Unionists’ fear of this sword of Damocles was treated as irrational. No government would actually diverge, we were told; the consequences would simply not be acceptable.

But these assurances were offered by the same people who had spent the previous days and weeks swearing they would never agree anything like it in the first place!

Moreover, the sea border would be masked rather than abolished. Northern Ireland’s relationship with the EU would be a matter of treaty law; that with the UK a matter of government policy.

There was one partial solution: not the consultative mechanism publicly offered, but a legislative guarantee that Great Britain would not diverge. But this had the inherent weakness of parliamentary sovereignty.

Downing Street hatched a plan to get the deal over the line. A few days before the official deal announcement a lobby journalist made the trip to Belfast and kindly laid it out to me over coffee.

It had three elements. One, fill the DUP’s mouths with gold; it had got the confidence and supply deal, after all.

Two, business groups would proclaim with one voice the best-of-both-worlds line to heap pressure on the party – and cut off business donations if it didn’t.

Three, threaten us with Corbyn. Bribery, blackmail, and threats, in short.

It would not have worked. The DUP had not compromised our principles to strike the confidence and supply deal. Unionist voters both wanted Corbyn’s path to Downing Street blocked and something to show for it; the money showed the Union working, delivering central government investment in the Province.

May’s deal undermined Northern Ireland’s economic place in the UK. Money wasn’t going to solve that fundamental problem.

Nor was lobbying from corporate interests going to sway the DUP. Great Britain is Ulster’s most important market, and in any event the party’s public accounts show that business donations play only a small role in its finances.

As for Corbyn, in a world where May proceeded with her plan his opposition would (although this was certainly not his intention) have been the more unionist position.

The plan failed; the deal was dead on arrival. The farce of the meaningful votes followed, and May’s downfall shortly thereafter. The sea border remains an open sore, and the rifts opened inside the Tory Party by the row have yet to heal.

Has Team Sunak learned anything from this? Early signs such as his leadership election commitments on the Protocol Bill, were promising.

But that early ray of light is fading fast.
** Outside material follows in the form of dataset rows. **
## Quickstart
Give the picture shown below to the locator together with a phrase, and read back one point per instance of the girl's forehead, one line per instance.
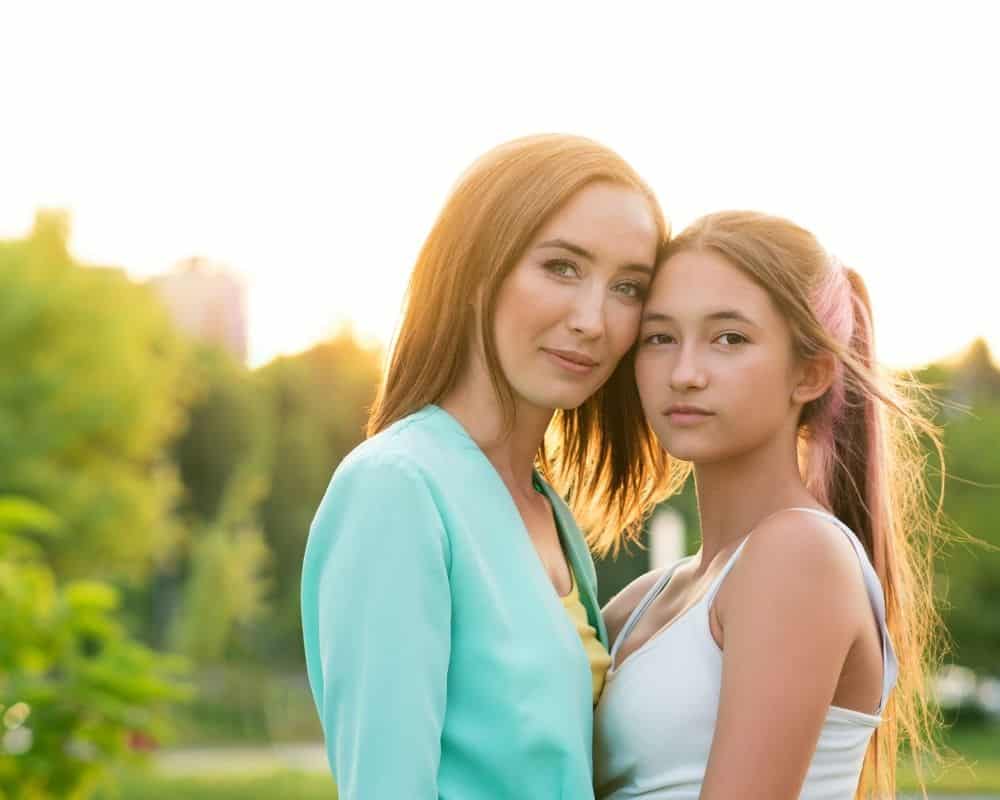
(699, 280)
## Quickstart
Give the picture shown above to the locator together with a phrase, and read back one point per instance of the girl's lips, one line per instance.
(685, 416)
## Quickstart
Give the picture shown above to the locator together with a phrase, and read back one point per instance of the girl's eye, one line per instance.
(632, 290)
(564, 269)
(658, 338)
(732, 339)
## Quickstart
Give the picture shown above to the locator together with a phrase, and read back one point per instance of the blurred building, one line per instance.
(208, 302)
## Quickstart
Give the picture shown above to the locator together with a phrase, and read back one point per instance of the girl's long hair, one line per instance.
(863, 449)
(590, 453)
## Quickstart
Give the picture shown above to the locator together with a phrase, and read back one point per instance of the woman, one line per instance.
(453, 641)
(763, 666)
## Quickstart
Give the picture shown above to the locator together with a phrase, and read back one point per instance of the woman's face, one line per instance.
(715, 364)
(570, 308)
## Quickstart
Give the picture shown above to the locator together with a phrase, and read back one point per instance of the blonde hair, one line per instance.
(590, 453)
(861, 450)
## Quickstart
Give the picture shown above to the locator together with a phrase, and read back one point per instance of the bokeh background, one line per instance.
(207, 217)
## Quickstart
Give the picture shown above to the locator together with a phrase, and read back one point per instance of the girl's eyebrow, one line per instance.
(725, 314)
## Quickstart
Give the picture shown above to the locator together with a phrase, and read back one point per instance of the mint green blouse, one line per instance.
(441, 660)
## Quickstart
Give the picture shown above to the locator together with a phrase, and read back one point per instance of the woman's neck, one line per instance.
(736, 494)
(473, 402)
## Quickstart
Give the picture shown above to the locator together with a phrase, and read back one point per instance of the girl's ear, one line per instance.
(815, 376)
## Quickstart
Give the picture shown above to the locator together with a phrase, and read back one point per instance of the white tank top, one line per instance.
(654, 723)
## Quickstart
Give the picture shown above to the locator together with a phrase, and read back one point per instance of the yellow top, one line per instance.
(596, 652)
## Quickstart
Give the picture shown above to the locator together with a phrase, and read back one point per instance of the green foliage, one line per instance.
(969, 572)
(319, 401)
(285, 785)
(91, 388)
(227, 584)
(75, 687)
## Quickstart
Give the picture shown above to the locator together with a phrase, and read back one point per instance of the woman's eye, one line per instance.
(732, 339)
(658, 338)
(632, 290)
(564, 269)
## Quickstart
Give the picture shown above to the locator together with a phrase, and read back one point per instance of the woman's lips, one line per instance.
(571, 361)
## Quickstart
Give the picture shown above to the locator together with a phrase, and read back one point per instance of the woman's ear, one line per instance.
(815, 375)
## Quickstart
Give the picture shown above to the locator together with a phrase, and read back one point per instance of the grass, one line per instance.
(971, 764)
(285, 785)
(974, 767)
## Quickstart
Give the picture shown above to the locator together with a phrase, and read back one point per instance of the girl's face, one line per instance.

As the Prime Minister delays the announcement of his new deal with Brussels, the same clever sources are telling journalists how London and Brussels will bull-rush Unionism.

Yet those who want to ignore Sir Jeffrey Donaldson’s Seven Tests seem to forget that they were not plucked from the sky: they are based on commitments made by the Government, not least the NI Protocol Bill. Thus, far from showing up the DUP, those dismissing our red lines are merely trumpeting yet another defeat in Brussels for the UK Government.

Perhaps his team think bulldozing a deal through will boost the Conservatives at the next election. They should perhaps recall that the last prime minister to try it didn’t even reach the next election.